We are now looking to introduce context-specific pedagogy elements into embedded assignment modules. An embedded reading and/or media item will be preceded by a few questions to consider as the student reads/watches the material. This will help them actively percolate and assimilate as they read. (These materials might often replace commericial textbook material with free Open Educational Resources (OER) or library materials already purchased or leased.) Then a set of questions will test (1) whether the person actually read the material, (2) if they understood the key points, (3) if they can reflect and re-state the key points in their own words, and (4) if they can apply the concepts under different conditions. (image of an example embedded module) Responses to the quizzes may lead to revised or flipped classroom sessions which concentrate on the problem areas and/or revised course material.

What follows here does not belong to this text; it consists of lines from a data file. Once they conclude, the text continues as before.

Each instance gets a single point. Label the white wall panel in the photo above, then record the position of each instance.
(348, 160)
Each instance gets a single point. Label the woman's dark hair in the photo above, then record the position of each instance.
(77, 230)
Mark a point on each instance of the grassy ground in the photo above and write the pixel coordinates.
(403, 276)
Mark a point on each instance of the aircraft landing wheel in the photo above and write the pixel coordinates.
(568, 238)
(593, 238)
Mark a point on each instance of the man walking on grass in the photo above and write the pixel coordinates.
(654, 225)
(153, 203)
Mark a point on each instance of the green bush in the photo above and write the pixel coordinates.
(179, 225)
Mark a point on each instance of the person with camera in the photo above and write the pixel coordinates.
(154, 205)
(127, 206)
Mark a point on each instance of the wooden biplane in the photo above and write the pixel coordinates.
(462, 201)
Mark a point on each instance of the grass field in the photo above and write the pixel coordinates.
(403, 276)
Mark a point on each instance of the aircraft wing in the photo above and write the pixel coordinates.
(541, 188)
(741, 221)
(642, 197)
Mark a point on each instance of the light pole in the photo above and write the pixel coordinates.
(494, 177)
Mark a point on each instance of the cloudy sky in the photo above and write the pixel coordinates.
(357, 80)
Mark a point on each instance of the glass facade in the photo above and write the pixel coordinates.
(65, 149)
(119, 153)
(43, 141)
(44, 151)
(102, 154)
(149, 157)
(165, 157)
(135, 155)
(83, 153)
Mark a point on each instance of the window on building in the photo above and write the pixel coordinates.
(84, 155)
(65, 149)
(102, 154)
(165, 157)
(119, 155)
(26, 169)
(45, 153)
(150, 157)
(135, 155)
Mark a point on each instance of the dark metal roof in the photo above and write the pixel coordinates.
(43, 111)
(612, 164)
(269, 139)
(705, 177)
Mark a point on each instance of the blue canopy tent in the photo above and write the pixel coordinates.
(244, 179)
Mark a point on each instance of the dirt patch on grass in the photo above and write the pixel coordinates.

In general, the quiz results look good -- close to 90% success, and some early problem identification to help with retention.
OK means not a perfect score but demonstrates a decent level of understanding (except for following instructions).
In general, Fail is 80% “did not attempt”, but there are a few poor scores within some classes. We will track these folks over time.
If we can remove the “did not attempt” folks through greater faculty emphasis we can really identify and help the problem students.
Program Course Semester Total Students Success (%) Fail (%)
GE Phil 140/150 2015 Fall 607 84 16
GE Phil 140/150 2016 Spring 380 90 10
GE Phil 140/150 2016 Summer 381 89 11
GE Phil 140/150 2016 Fall 544 83 17
GE Phil 140/150 2017 Spring 279 86 13 (11% never taken)
GE Phil 150 2017 Summer 21 100 0
GE Phil 140/150 2017 Fall 525 89 11
GE Phil 140/150 2018 Spring 390 73 27 (never taken)
Gen Ed program 3,125 87% 13%
Ed EDU 200 2016 Fall 38 92 8
Ed EDU 470 2016 Fall 41 99 1
Ed EDU 200 2017 Spring 26 100 0
Ed EDU 200 2017 Fall 29 90 10
Ed EDU 470 2017 Fall 36 94 6
Ed EDU 570 2017 Spring 9 100 0
Nursing NURS 329 2016 Fall 98 99 1
Nursing NURS 329 2017 Fall 96 96 4
Nursing f-2-f 2017 Spring 61 92 8
Nursing NURS 329 2018 Spring 48 92 8
Nursing Undergrad online 2017 Spring 8 88 12
Nursing Graduate online 2017 Spring 258 * 67 33
Bus BUSP 101 2016 Fall 96 83 17
Bus BUSP 101 2017 Spring 62 77 16 (never taken)
Bus BUSP 101 2017 Fall 130 79 21 (never taken)
Bus BUSP 101 2018 Spring 49 80 10 (never taken)
Bus MKTG 300 2016 Fall 46 82 18
Bus MKTG 300 2017 Spring 36 83 17 (never taken)
Bus MKTG 300 2017 Fall 66 86 14 (never taken)
* Includes 45 students who, close to graduating, were not required to take the quiz.